Leukotriene B4 (LTB4) is a classical inflammatory LIPID mediator produced from leukocytes. LTB4 activates and recruits various inflammatory cells including neutrophils and macrophages. LTB4 is recognized by two receptors, BLT1 and BLT2. BLT1 is expressed mainly in blood cells, whereas BLT2 is expressed mainly in epithelial cells. Both receptors are involved in host defense responses, but in different ways. In this presentation, I would like to talk about recent progress about the roles of BLT1 and BLT2 in host immune responses.
Firstly, I will talk about the role of BLT1 in dendritic cells (DCs). DCs are highly specialized antigen-presenting cells (APCs) that regulate various immune responses by releasing cytokines and interacting with T cells. Although we reported BLT1 accelerates Th1-dependent contact dermatitis, Th2-dependent allergic asthma, and Th17-dependent experimental autoimmune encephalomyelitis by using BLT1-deficient mice, the roles of BLT1 in dendritic cells are still largely unknown. Here, we describe distinct subsets of DCs characterized by expression levels of BLT1, namely BLT1hi and BLT1lo DCs. BLT1hi DCs preferentially increased IL-12p35 expression and induced Th1 differentiation. On the other hand, BLT1lo DCs had higher potential to migrate toward lymph nodes and accelerated T cell proliferation in vitro and in vivo. These subsets might manipulate various immune responses.

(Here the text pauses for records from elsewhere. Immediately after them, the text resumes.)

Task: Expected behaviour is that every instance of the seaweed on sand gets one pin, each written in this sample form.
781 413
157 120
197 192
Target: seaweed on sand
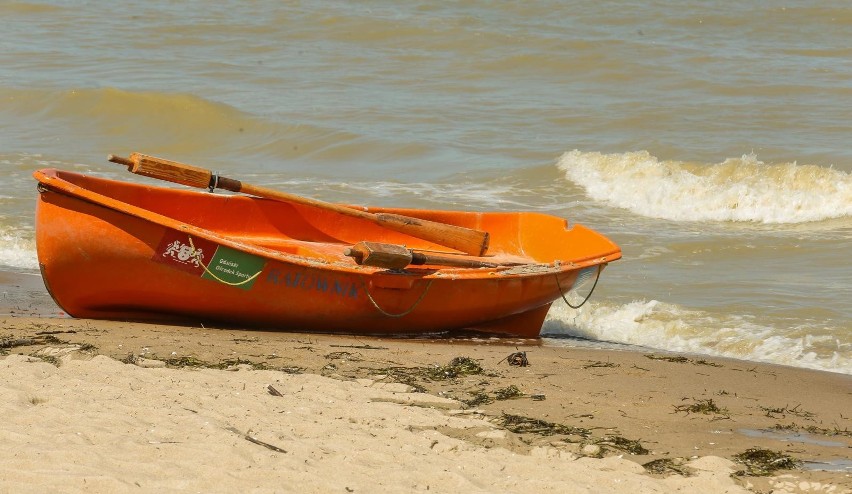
763 462
526 425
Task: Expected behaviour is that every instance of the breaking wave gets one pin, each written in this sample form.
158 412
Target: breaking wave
668 327
738 189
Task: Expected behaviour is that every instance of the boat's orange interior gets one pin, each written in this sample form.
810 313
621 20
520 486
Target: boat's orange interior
306 230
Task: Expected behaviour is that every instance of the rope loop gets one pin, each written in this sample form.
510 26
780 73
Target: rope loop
403 313
562 294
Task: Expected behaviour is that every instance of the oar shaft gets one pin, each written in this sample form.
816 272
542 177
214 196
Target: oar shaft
392 256
469 241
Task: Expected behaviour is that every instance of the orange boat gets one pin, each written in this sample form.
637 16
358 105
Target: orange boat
119 250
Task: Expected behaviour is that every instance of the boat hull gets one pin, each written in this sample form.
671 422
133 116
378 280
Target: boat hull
106 260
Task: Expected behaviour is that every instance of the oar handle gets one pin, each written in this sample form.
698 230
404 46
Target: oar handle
162 169
469 241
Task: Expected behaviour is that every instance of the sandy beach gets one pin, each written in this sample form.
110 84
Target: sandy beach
109 406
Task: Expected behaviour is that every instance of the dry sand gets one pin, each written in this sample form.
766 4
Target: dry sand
102 406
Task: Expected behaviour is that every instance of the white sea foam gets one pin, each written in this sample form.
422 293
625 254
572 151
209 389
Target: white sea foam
17 251
739 189
668 327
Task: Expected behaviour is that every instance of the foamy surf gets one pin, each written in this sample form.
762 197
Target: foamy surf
668 327
739 189
17 251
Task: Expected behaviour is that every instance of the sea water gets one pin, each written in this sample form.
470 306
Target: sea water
709 139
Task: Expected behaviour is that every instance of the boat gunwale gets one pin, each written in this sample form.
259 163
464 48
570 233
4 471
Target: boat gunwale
49 179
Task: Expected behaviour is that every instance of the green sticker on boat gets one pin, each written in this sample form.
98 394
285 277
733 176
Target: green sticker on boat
233 267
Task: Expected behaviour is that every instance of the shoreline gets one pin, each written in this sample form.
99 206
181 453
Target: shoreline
570 404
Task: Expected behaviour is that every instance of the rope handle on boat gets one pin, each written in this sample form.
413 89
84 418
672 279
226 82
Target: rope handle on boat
197 254
597 277
403 313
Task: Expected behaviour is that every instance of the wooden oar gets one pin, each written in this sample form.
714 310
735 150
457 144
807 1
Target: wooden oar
469 241
391 256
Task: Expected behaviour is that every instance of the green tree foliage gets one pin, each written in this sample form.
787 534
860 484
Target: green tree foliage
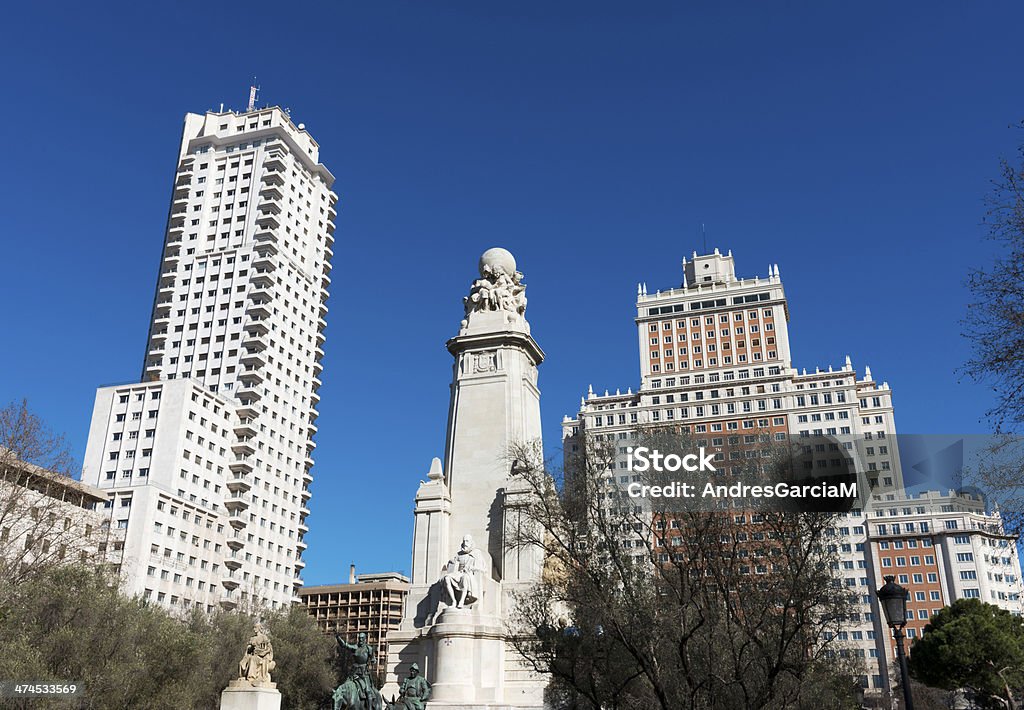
72 625
972 644
676 610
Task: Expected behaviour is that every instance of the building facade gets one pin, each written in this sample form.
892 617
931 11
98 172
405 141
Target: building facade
716 362
368 603
47 519
206 461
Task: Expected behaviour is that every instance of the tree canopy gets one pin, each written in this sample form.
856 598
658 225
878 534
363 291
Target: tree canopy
971 644
71 625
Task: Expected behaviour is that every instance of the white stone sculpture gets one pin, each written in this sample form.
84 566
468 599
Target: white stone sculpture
461 577
500 286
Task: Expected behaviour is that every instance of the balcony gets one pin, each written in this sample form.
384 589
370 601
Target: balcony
266 242
275 177
262 277
230 580
244 447
238 501
258 309
264 262
254 342
268 207
253 359
267 220
258 325
274 161
239 482
249 391
248 409
270 192
246 427
251 377
242 464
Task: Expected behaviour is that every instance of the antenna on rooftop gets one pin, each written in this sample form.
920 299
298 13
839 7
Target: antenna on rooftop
253 91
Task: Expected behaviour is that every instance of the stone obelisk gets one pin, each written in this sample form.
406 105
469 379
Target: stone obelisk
463 570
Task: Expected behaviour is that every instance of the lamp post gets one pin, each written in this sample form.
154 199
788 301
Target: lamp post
893 597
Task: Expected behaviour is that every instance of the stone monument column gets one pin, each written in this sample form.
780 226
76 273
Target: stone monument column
455 623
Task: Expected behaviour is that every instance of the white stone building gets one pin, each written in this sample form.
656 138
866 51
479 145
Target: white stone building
207 461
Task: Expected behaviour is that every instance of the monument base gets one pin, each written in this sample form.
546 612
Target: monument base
479 706
242 695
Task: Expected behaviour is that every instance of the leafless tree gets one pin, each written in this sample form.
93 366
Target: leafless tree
994 322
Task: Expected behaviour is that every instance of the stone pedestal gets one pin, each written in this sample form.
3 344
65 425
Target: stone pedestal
465 654
468 658
242 695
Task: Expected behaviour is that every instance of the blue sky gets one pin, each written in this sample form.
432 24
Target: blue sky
852 144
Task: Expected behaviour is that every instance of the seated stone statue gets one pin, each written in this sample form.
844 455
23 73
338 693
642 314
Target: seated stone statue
415 692
258 661
462 575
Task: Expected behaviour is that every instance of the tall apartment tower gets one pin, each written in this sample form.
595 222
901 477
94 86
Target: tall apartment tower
206 462
715 360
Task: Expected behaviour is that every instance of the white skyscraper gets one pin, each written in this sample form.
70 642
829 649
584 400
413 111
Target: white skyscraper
207 461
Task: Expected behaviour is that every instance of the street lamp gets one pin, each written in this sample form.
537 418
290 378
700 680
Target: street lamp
893 598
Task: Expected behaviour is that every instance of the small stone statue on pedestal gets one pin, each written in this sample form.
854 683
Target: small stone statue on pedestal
253 690
461 579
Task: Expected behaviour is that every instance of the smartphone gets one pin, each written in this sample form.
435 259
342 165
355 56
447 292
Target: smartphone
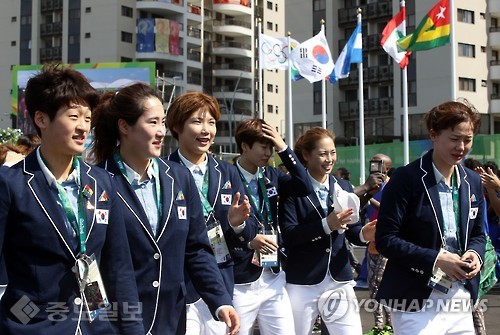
376 166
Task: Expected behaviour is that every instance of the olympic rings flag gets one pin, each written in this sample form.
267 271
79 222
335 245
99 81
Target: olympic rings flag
274 52
312 58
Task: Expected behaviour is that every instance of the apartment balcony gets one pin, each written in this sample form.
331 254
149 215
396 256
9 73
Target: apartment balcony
161 8
232 49
49 29
495 70
51 5
494 7
494 36
49 54
495 103
233 27
227 92
160 56
232 71
233 7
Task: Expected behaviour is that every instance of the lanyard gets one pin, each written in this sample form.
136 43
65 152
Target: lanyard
456 206
203 192
156 174
262 187
78 223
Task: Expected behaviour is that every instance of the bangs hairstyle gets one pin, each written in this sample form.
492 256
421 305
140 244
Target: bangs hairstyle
127 104
307 141
56 86
186 105
250 131
451 113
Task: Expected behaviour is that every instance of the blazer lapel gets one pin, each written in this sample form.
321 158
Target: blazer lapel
168 196
129 197
91 202
43 194
465 206
214 180
430 185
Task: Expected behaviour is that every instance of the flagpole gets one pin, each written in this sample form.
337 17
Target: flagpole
323 90
406 131
453 52
259 27
289 116
361 115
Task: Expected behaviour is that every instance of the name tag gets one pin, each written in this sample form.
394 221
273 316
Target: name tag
102 216
182 212
473 213
226 199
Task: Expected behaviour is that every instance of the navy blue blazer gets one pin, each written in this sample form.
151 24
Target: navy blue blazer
408 226
181 242
311 252
279 185
220 173
39 256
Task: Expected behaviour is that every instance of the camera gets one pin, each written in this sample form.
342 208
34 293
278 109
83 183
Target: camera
466 269
376 166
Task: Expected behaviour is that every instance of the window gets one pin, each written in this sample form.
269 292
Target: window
319 5
74 14
466 50
465 16
467 84
126 37
127 11
25 19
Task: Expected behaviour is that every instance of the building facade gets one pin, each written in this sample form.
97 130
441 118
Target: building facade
215 48
429 72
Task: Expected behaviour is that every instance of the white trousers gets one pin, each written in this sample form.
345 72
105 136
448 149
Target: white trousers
265 300
341 315
448 314
199 320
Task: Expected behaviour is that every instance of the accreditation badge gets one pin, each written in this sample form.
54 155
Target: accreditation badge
218 242
91 286
269 260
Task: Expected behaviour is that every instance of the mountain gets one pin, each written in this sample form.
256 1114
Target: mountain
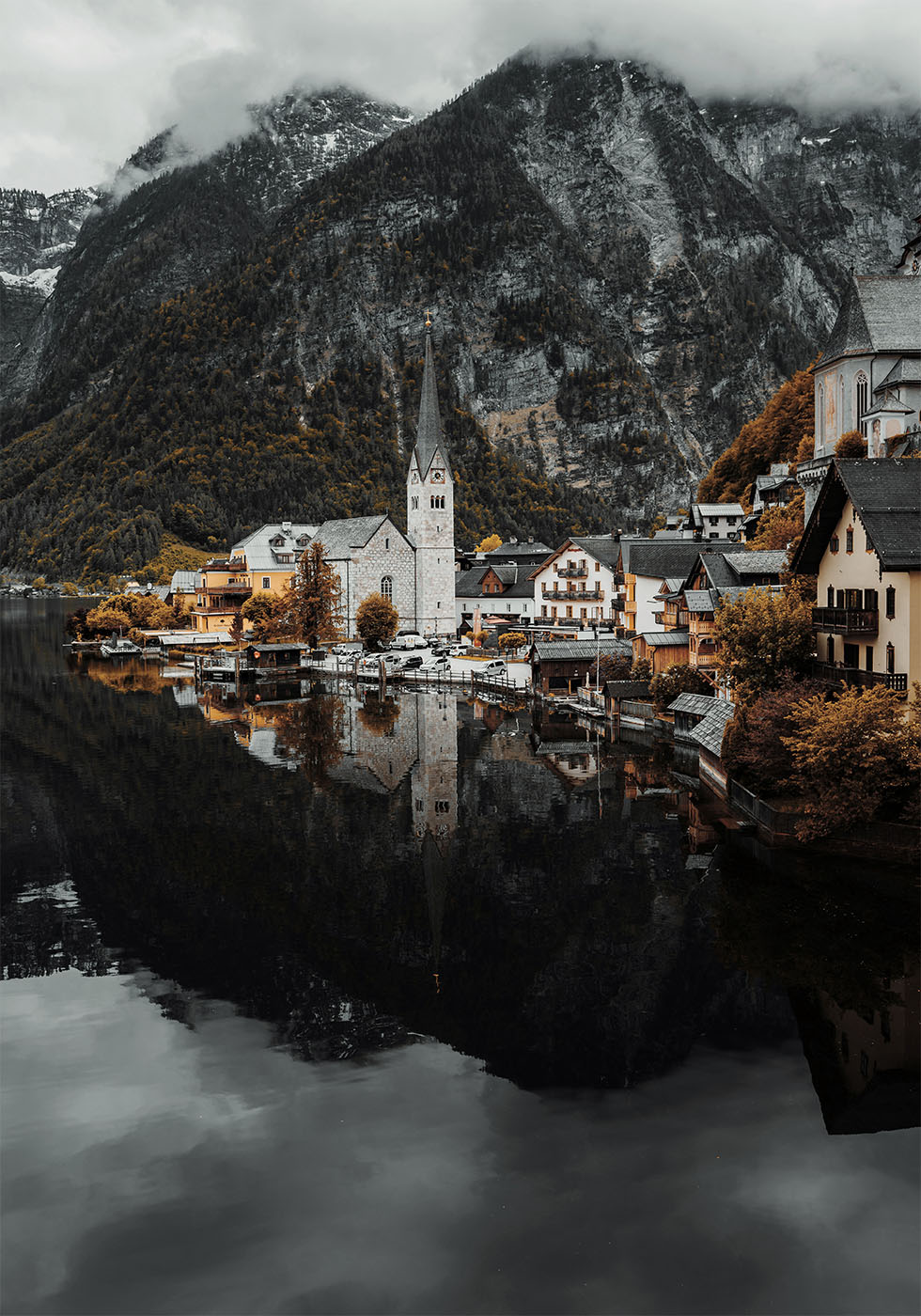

Secondly, I will talk about the role of BLT2 in acute lung injury (ALI). Pneumococcal infection is still a serious problem worldwide and has a high mortality rate. However, the molecular mechanisms underlying the lethality caused by pneumocoocus remains largely elusive. In this study, we showed that BLT2 protects against lethal ALI caused by pneumococcal toxin pneumolysin. As a mechanism, we found that BLT2 controls CysLT1 signaling, which accelerates vascular leakage and bronchoconstriction. These data suggests the possible use of CysLT1 antagonists as therapeutic tools to protect against ALI caused by pneumococcal infection.
In summary, I describe the distinct roles of leukotriene B4 receptors in host defense response and would like to introduce the lipid mediators that are, of course, not encoded to genome in this presentation.